NEW YORK (GenomeWeb) — An international team of scientists from the 1000 Genomes Project Consortium has created the world's largest catalog of genomic differences among humans.
This achievement, documented in a pair of papers published yesterday in Nature, marks the completion the 1000 Genomes Project, which found more than 99 percent of variants in the human genome that occur at a frequency of at least 1 percent in the populations studied.
"The 1000 Genomes Project was an ambitious, historically significant effort that has produced a valuable resource about human genomic variation," Eric Green, director of the National Human Genome Research Institute, said in a statement. "The latest data and insights add to a growing understanding of the patterns of variation in individuals' genomes, and provide a foundation for gaining greater insights into the genomics of human disease."
Advances in DNA sequencing and bioinformatics were vital to completing the project. Over the course of the 1000 Genomes Project, the scientists developed improved methods for large-scale DNA sequencing and analysis and interpretation of genomic information, in addition to finding better ways to store such a large amount of this data.
In one of the Nature studies, the consortium's researchers expanded analysis beyond bi-allelic events, as they has done in previous studies, to include multi-allelic SNPs, indels, and a diverse set of structural variants. Their analysis included samples from the 26 populations focused on throughout the 1000 Genome Project, which included groups from Africa, the Americas, Europe, South Asia, and East Asia.

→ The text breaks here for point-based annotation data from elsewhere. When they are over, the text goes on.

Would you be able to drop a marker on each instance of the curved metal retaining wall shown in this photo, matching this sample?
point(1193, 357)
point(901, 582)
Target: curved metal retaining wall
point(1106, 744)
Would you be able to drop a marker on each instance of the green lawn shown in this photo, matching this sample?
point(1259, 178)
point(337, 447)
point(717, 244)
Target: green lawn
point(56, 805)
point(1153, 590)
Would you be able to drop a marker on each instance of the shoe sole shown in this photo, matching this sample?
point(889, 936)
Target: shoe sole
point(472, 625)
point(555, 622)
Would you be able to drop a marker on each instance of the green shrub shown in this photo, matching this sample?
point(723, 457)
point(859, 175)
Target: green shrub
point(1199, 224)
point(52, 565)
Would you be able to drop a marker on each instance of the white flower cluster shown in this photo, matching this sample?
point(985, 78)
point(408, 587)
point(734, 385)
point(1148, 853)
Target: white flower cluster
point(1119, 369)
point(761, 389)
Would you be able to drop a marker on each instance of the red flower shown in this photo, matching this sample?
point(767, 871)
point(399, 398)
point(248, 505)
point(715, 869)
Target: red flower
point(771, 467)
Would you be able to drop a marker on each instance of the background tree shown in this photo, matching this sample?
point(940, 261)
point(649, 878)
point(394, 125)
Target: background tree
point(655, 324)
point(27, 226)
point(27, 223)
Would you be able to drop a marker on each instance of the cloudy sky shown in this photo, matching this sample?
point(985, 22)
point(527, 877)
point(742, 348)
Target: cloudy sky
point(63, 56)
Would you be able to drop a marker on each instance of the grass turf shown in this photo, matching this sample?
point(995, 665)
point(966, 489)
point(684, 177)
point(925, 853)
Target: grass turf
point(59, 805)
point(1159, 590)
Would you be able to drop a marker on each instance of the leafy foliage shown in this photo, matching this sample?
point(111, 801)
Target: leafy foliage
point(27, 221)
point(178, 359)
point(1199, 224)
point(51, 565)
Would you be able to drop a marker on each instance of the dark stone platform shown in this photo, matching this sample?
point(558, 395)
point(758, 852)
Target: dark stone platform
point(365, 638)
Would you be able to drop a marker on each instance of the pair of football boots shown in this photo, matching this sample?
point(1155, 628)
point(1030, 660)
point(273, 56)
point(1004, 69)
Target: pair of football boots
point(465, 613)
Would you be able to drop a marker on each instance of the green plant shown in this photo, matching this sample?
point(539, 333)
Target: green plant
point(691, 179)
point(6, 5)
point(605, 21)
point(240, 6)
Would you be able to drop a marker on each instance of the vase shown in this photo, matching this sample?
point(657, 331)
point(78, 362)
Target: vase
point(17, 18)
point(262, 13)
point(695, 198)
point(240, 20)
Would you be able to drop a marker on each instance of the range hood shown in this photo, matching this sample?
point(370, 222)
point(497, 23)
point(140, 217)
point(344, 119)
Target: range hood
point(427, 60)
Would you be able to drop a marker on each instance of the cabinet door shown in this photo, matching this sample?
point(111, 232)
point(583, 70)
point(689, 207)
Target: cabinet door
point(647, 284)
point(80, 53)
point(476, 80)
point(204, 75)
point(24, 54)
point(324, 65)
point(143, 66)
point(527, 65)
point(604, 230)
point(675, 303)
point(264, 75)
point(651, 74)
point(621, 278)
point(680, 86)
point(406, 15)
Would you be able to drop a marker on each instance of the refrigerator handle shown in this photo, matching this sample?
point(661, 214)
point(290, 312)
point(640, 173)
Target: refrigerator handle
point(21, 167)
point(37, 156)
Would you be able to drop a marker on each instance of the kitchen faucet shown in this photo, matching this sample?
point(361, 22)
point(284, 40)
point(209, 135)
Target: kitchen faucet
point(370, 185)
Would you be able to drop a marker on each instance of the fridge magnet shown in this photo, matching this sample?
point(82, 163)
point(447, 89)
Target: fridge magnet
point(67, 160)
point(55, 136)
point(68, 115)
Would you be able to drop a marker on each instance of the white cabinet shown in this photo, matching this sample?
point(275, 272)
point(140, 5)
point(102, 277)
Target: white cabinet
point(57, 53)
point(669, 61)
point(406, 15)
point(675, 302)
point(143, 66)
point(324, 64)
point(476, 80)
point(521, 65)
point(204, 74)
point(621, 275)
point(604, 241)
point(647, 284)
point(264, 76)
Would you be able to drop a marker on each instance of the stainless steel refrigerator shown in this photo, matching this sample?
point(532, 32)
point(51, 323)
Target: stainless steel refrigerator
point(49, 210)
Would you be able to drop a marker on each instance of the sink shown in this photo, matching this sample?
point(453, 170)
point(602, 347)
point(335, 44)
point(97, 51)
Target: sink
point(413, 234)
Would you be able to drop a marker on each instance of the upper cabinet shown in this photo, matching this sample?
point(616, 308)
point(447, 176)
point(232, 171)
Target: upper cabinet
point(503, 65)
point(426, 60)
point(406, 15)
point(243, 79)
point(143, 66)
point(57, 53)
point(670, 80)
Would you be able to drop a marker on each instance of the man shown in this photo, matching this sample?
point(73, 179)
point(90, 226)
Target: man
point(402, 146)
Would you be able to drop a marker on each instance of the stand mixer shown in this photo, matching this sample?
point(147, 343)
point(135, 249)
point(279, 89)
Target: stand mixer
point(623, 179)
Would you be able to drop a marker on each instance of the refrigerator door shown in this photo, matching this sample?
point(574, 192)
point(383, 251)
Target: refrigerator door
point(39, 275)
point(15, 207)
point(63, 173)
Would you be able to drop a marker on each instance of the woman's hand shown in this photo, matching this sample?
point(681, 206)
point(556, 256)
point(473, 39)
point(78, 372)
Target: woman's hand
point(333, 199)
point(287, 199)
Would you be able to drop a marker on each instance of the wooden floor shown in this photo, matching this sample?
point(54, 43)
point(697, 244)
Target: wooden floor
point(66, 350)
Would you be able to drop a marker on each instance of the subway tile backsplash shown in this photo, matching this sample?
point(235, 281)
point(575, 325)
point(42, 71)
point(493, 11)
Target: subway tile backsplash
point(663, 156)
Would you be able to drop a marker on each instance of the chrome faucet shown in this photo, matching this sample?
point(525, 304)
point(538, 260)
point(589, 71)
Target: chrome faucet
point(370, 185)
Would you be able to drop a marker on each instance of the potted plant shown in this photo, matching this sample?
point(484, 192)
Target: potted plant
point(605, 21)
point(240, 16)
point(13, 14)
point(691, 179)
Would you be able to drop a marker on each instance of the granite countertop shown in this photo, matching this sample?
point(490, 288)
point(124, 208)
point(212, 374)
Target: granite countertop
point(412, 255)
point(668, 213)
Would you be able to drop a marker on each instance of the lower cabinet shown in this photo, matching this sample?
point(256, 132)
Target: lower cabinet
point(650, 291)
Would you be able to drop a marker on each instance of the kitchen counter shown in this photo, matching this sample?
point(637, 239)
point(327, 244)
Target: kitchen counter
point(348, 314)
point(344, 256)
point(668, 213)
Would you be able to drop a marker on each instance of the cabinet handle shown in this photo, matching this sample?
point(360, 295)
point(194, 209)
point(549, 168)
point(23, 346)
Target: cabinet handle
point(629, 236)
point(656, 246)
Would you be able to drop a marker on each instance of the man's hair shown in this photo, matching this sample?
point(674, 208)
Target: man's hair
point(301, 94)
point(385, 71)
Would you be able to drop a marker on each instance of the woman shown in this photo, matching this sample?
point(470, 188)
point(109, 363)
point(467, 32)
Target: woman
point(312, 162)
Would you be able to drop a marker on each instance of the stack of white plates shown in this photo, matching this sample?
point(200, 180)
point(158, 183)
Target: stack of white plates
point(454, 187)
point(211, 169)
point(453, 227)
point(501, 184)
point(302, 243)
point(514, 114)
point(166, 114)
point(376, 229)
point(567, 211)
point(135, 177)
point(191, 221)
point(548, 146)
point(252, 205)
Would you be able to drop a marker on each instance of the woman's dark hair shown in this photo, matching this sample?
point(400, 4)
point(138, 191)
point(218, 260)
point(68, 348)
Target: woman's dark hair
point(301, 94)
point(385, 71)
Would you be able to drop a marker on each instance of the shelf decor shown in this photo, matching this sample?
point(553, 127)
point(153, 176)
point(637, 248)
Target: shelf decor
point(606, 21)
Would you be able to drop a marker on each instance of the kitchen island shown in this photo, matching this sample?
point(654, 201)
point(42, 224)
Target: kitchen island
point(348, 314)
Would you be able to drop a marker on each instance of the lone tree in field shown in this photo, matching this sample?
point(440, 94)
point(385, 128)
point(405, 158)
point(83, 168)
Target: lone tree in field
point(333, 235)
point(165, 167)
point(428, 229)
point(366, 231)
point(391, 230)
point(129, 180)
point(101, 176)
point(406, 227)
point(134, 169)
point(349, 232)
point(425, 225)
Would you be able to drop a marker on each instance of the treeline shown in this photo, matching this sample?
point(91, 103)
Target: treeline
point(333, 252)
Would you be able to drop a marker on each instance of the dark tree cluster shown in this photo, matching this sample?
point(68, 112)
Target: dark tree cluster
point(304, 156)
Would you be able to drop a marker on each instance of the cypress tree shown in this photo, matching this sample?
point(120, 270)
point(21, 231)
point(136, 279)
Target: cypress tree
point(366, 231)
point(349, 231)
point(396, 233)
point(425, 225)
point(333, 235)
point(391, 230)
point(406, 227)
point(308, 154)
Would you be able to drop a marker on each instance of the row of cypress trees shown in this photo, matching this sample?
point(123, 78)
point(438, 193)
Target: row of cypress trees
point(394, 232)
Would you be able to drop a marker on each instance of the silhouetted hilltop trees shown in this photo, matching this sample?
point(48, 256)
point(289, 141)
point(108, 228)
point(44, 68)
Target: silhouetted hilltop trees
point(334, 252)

Researchers used 24 sequence analysis tools and machine-learning classifiers to separate high-quality variants from potential false positives while balancing sensitivity and specificity. Then they constructed haplotypes for the samples. To control the false discovery rate of SNPs and indels a variant quality score threshold was defined using high-depth PCR-free sequence data generated for one individual per population. For structural variants, additional orthogonal methods were used for confirmation, including microarrays and long-read sequencing, resulting in false discovery rates of less than 5 percent for deletions, duplications, multi-allelic copy-number variants, Alu and L1 insertions; and less than 20 percent for inversions, SVA composite retrotransposon insertions, and nuclear mitochondrial DNA variants.
The study discovered, genotyped, and phased more than 88 million variable sites, about 12 million of which had common variants that the scientists believe are likely shared by many of the populations. The project has now contributed or validated 80 million of the 100 million variants currently in the public dbSNP catalogue. It has also enhanced scientists' knowledge of genetic variation within South Asian (which account for 24 percent of novel variants) and African populations (28 percent of novel variants).
In the second Nature study, scientists examined differences in the structure of the genome in the 2,504 samples. They found nearly 69,000 differences, known as structural variants, including deletions, insertions, and duplications. The researchers then created a map of eight classes of structural variants that potentially contribute to disease.
"Structural variation is responsible for a large percentage of differences in the DNA among human genomes," Jan Korbel, lead author on the paper and research council investigator of the European Molecular Biology Laboratory's Genome Biology Unit, said in a statement. "No study has ever looked at genomic structural variation with this kind of broad representation of populations around the world."
Korbel and his colleagues discovered that structural variants were often more complicated than they originally thought. For example, the majority of inversions, which involve DNA sequences changing their orientation in the genome, frequently occur alongside other structural changes.
One of the more immediate uses of 1000 Genomes Project data is for genome-wide association studies, which compare the genomes of people with and without a disease to search for regions that contain genomic variants associated with that disease. Scientists can now combine genome-wide association study data with the more detailed 1000 Genomes Project data to home in on regions affecting disease more precisely without having to sequence the genomes of all the people in a study, which remains expensive.
"The 1000 Genomes Project has laid the foundation for others to answer really interesting questions," 23andMe's Adam Auton, the main study's senior author and principal investigator who until recently was assistant professor of genetics at the Albert Einstein College of Medicine in New York City, said in a statement. "Everyone now wants to know what these variants tell us about human disease."